After a notable 24-day hiatus without updates, Google Chrome has rolled out its latest version, v126.0.6478.182/.183, patching eight high-risk security vulnerabilities.

Landian.news pointed out just yesterday that Google Chrome's lack of updates since June 24 was unusual. Typically, Chrome releases at least three security patches each month, with some months seeing as many as five to six updates.

Some users speculated that the Chrome team was on vacation, and thankfully, no severe issues had arisen, allowing the stable version of Chrome to remain unchanged.

Today, Google launches the stable update for Chrome v126.0.6478.182/.183, focusing on bug fixes including ten patches and addressing eight critical security flaws.

Landian.news has already saved the desktop version's offline installer files, available for download here: [July 17, 2024] Chrome v126.0.6478.182/.183 Official Offline Installer Package Download.

Vulnerabilities Addressed in This Update:

• CVE-2024-6773 ($7000): Identified a type confusion issue in V8. Type confusion can allow attackers to execute arbitrary code by confusing the object types due to improper memory object handling, reported by Salim Largo.
• CVE-2024-6774 ($6000): Revealed a Use After Free (UAF) vulnerability in screen capture. UAF occurs when the program attempts to use memory that has already been freed, potentially leading to crashes or arbitrary code execution, reported by the TIANGONG Team.
• CVE-2024-6775 ($5000): Involved a Use After Free vulnerability in media streams, reported anonymously.

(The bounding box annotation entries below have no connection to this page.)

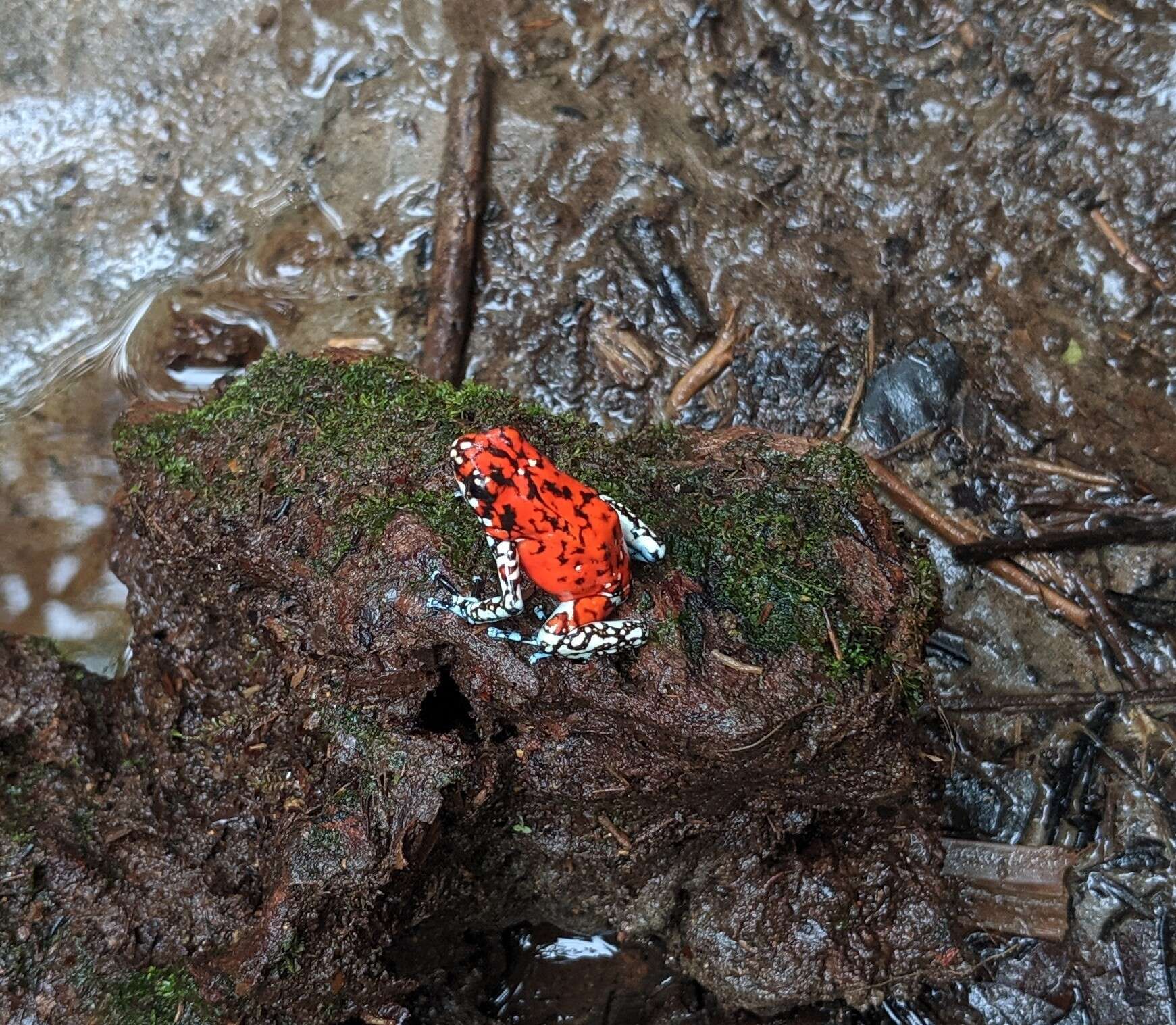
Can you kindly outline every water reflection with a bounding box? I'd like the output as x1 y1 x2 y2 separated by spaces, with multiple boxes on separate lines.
0 379 130 673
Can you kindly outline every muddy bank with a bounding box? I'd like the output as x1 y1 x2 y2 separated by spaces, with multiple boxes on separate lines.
3 357 957 1022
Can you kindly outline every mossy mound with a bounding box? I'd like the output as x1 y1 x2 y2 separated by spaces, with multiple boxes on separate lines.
116 354 935 678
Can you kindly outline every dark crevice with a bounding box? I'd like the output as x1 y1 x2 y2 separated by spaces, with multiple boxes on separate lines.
417 664 478 744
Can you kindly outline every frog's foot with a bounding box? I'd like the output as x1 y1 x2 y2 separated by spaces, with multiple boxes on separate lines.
600 495 665 563
530 619 649 663
425 541 523 622
487 595 649 663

Similar to CVE-2024-6774, it's a memory safety issue.
• CVE-2024-6776 ($4000): Highlighted a Use After Free vulnerability in audio processing, also reported by TIANGONG Team’s lime and fmyy, indicating memory management issues in audio components.
• CVE-2024-6777 ($2500): Detailed a Use After Free vulnerability in navigation, reported by Sven Dysthe. It could affect browser-based navigation functionalities, like page transitions.
• CVE-2024-6778 (TBD): Discussed a race condition in DevTools. A race condition involves the behavior of a program depending on the timing of events or threads, leading to unpredictable outcomes, first reported by Allen Ding.
• CVE-2024-6779 (TBD): Uncovered an out-of-bounds memory access issue in V8, reported by Seunghyun Lee. Out-of-bounds access could allow attackers to read or modify data in memory, potentially leading to information leaks or arbitrary code execution.